After twenty years, Peck describes these exorcisms in his book "Glimpses of the Devil." In this Beliefnet interview, Peck discusses why he thinks demonic possession needs to be recognized--and grappled with--as a reality.
Can you talk a little bit about your own beliefs? Religiously speaking, how were you raised?
I was raised in a pretty profoundly secular home. Only after her death did I realize my mother was what I came to call a crypto-Christian. In some ways, I am grateful that I was raised in a secular home, because that meant that I didn't have any old religious baggage to carry with me. I was free to go and think what I wanted.
Even though it was a secular home, as I look back on it, I was a freakily religious kid. From the age of three on, as far back as I remember, I just knew there was a God behind everything.

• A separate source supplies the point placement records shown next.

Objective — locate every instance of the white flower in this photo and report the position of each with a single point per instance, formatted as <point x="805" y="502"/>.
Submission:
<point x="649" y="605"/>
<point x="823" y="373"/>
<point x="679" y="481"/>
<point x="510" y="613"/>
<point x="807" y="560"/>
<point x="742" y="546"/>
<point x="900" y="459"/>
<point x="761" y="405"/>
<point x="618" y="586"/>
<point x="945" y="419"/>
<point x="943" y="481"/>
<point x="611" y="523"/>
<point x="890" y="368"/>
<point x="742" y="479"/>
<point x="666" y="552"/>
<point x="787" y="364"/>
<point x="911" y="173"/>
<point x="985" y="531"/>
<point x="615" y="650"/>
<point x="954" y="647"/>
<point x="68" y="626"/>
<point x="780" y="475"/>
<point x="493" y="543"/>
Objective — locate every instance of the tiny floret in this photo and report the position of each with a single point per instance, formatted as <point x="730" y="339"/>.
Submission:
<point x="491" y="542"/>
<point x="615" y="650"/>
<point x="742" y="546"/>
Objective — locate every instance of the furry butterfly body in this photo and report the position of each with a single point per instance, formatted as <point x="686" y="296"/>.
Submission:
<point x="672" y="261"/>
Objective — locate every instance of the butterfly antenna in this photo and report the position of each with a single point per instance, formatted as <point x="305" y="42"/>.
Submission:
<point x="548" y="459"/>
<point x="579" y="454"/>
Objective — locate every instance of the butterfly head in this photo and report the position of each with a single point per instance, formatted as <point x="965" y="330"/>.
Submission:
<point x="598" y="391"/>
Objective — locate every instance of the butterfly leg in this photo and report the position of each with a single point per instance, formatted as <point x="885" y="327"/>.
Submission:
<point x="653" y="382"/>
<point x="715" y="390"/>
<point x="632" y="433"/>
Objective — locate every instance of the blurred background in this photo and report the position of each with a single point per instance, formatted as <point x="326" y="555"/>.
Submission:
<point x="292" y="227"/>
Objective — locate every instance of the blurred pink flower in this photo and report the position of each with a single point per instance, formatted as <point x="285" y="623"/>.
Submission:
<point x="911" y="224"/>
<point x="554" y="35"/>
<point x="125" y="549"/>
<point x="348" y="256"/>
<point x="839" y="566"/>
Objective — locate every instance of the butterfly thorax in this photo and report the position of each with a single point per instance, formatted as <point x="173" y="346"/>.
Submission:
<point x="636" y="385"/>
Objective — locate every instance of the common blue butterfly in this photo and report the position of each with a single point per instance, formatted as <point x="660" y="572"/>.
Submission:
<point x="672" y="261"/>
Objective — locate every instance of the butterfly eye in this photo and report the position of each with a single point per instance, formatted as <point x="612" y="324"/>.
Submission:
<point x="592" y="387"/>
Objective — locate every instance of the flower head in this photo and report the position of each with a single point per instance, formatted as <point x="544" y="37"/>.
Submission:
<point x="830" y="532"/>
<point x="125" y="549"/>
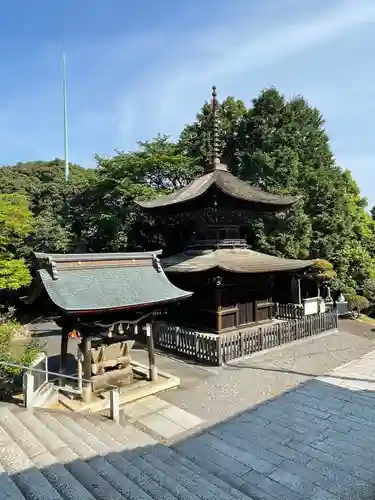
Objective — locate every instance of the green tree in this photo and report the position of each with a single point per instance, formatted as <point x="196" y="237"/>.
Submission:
<point x="55" y="204"/>
<point x="282" y="146"/>
<point x="115" y="222"/>
<point x="15" y="225"/>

My first contact with religion was taking a world religions course my senior year in high school. I immediately gravitated toward the mystical writings of Hinduism and Buddhism and the Upanishads and then Zen Buddhism. I kind of stayed with that until my late twenties.
I was what you might call a mystic, but definitely not a Christian. Christianity made no sense to me. I didn't believe Christ was divine, I didn't know where all this stuff in the Bible came from.
I found myself thirsting for something a little more solid and gravitated somewhat from Zen to Sufism and got interested in the Muslim mystics, the explosion of Muslim mystics in the 13th century in Persia.